Os Estados-Membros são incentivados, após a celebração de um projeto de acordo ou de convenção comunicado ao abrigo do artigo 103.o, a comunicar à Comissão o texto final do acordo ou da convenção, bem como qualquer declaração ou acordo subsequente, qualquer que seja a sua forma, apresentado por uma ou ambas as Partes no que diz respeito à interpretação ou aplicação do mesmo.

15.

O facto de a Comissão, depois de lhe ter sido comunicado um projeto de acordo ou de convenção em conformidade com o artigo 103.o, não encontrar quaisquer elementos que possam impedir a aplicação do Tratado, não exclui que a aplicação desse acordo ou convenção possa resultar numa infração à legislação da Euratom.

16.

Recomenda-se que os Estados-Membros facultem à Comissão, a pedido desta, informações relacionadas com a aplicação ou interpretação de acordos ou convenções abrangidos pelo Tratado e que estejam em vigor entre os Estados-Membros e Estados terceiros, organizações internacionais ou nacionais de um Estado terceiro.

Os destinatários da presente recomendação são os Estados-Membros.

Feito em Bruxelas, em 4 de abril de 2016.

Pela Comissão

Miguel ARIAS CAÑETE

Membro da Comissão


(1)  Coletânea de Jurisprudência do Tribunal 1978, p. 2151.

(2)  Decisão n.o 994/2012/UE do Parlamento Europeu e do Conselho, de 25 de outubro de 2012, relativa à criação de um mecanismo de intercâmbio de informações sobre acordos intergovernamentais entre Estados-Membros e países terceiros no domínio da energia (JO L 299 de 27.10.2012, p. 13).

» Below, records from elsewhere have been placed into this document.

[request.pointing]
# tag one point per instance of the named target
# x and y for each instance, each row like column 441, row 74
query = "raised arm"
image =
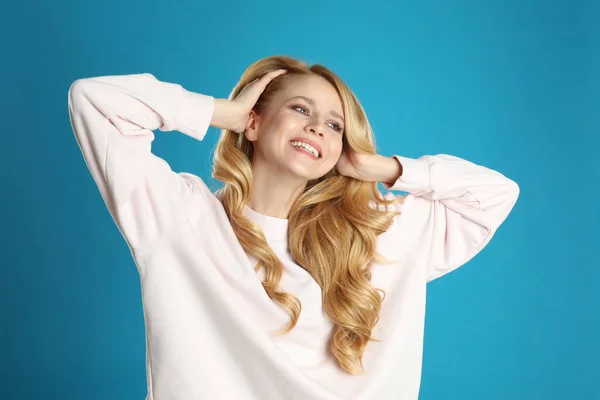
column 453, row 209
column 113, row 118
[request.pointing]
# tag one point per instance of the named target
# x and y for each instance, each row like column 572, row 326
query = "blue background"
column 512, row 85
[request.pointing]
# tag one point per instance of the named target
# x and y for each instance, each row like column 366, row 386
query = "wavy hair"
column 332, row 226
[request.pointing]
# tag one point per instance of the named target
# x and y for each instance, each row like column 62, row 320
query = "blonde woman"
column 297, row 279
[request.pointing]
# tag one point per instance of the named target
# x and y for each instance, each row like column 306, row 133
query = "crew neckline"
column 274, row 228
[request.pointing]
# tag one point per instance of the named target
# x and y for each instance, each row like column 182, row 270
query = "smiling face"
column 307, row 109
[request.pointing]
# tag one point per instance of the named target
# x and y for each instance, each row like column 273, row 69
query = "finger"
column 270, row 76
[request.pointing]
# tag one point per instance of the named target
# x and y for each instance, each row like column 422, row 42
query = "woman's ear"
column 251, row 131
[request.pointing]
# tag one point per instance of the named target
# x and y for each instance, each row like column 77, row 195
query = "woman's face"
column 308, row 109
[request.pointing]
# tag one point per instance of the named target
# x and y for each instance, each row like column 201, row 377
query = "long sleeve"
column 112, row 118
column 454, row 207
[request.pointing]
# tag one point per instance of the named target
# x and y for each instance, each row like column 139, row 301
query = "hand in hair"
column 234, row 114
column 368, row 167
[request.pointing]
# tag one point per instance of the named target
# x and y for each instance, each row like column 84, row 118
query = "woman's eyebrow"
column 314, row 104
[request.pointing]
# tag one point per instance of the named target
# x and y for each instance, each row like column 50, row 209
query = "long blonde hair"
column 332, row 227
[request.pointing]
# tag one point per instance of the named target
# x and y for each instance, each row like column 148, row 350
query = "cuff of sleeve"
column 415, row 177
column 194, row 113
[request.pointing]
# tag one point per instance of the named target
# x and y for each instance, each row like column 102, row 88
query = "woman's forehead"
column 312, row 87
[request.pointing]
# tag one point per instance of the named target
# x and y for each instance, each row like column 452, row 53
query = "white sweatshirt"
column 208, row 321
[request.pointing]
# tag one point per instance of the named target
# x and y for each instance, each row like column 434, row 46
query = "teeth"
column 306, row 147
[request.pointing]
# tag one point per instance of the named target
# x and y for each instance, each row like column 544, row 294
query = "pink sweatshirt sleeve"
column 112, row 118
column 453, row 209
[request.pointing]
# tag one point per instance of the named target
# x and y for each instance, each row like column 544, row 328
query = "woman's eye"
column 302, row 109
column 336, row 127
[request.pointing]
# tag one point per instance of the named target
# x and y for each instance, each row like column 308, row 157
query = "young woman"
column 298, row 279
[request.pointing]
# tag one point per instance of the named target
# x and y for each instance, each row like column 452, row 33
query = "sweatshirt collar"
column 273, row 228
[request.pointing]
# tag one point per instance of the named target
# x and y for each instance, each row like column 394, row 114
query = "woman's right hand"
column 234, row 114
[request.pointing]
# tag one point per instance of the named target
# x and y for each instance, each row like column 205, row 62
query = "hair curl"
column 332, row 226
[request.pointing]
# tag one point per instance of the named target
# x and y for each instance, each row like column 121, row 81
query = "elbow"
column 513, row 191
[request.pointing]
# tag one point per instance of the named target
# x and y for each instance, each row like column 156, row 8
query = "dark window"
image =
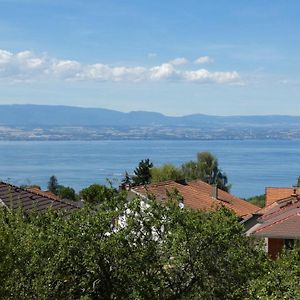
column 289, row 244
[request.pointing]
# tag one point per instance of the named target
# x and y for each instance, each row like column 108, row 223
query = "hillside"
column 60, row 116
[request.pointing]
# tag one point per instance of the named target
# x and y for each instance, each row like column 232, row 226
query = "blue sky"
column 175, row 57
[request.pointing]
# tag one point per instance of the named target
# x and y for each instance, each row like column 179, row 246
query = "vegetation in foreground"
column 160, row 252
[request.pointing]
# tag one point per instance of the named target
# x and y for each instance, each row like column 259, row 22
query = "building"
column 196, row 194
column 13, row 197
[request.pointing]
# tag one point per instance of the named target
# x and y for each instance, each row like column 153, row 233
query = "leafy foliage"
column 142, row 174
column 259, row 200
column 96, row 193
column 53, row 185
column 205, row 168
column 166, row 172
column 280, row 281
column 66, row 192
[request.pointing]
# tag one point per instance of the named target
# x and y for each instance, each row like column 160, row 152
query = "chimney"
column 295, row 193
column 214, row 191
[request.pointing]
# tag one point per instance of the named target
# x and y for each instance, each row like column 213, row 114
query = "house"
column 13, row 197
column 278, row 223
column 196, row 194
column 42, row 193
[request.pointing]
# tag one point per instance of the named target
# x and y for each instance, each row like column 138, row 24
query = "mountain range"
column 29, row 115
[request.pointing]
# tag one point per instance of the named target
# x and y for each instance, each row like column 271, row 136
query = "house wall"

(3)  Diretiva 2009/71/Euratom do Conselho, de 25 de junho de 2009, que estabelece um quadro comunitário para a segurança nuclear das instalações nucleares (JO L 172 de 2.7.2009, p. 18).

(4)  Diretiva 2011/70/Euratom do Conselho, de 19 de julho de 2011, que estabelece um quadro comunitário para a gestão responsável e segura do combustível irradiado e dos resíduos radioativos (JO L 199 de 2.8.2011, p. 48).

(5)  Diretiva 2013/59/Euratom do Conselho, de 5 de dezembro de 2013, que fixa as normas de segurança de base relativas à proteção contra os perigos resultantes da exposição a radiações ionizantes, e que revoga as Diretivas 89/618/Euratom, 90/641/Euratom, 96/29/Euratom, 97/43/Euratom e 2003/122/Euratom (JO L 13 de 17.1.2014, p. 1).

(6)  Um «acordo» na aceção do artigo 4.o, n.o 4, do Diretiva 2011/70/Euratom deve, contudo, ser entendido como um acordo que diz especificamente respeito à utilização de uma instalação de eliminação, conforme previsto no referido artigo.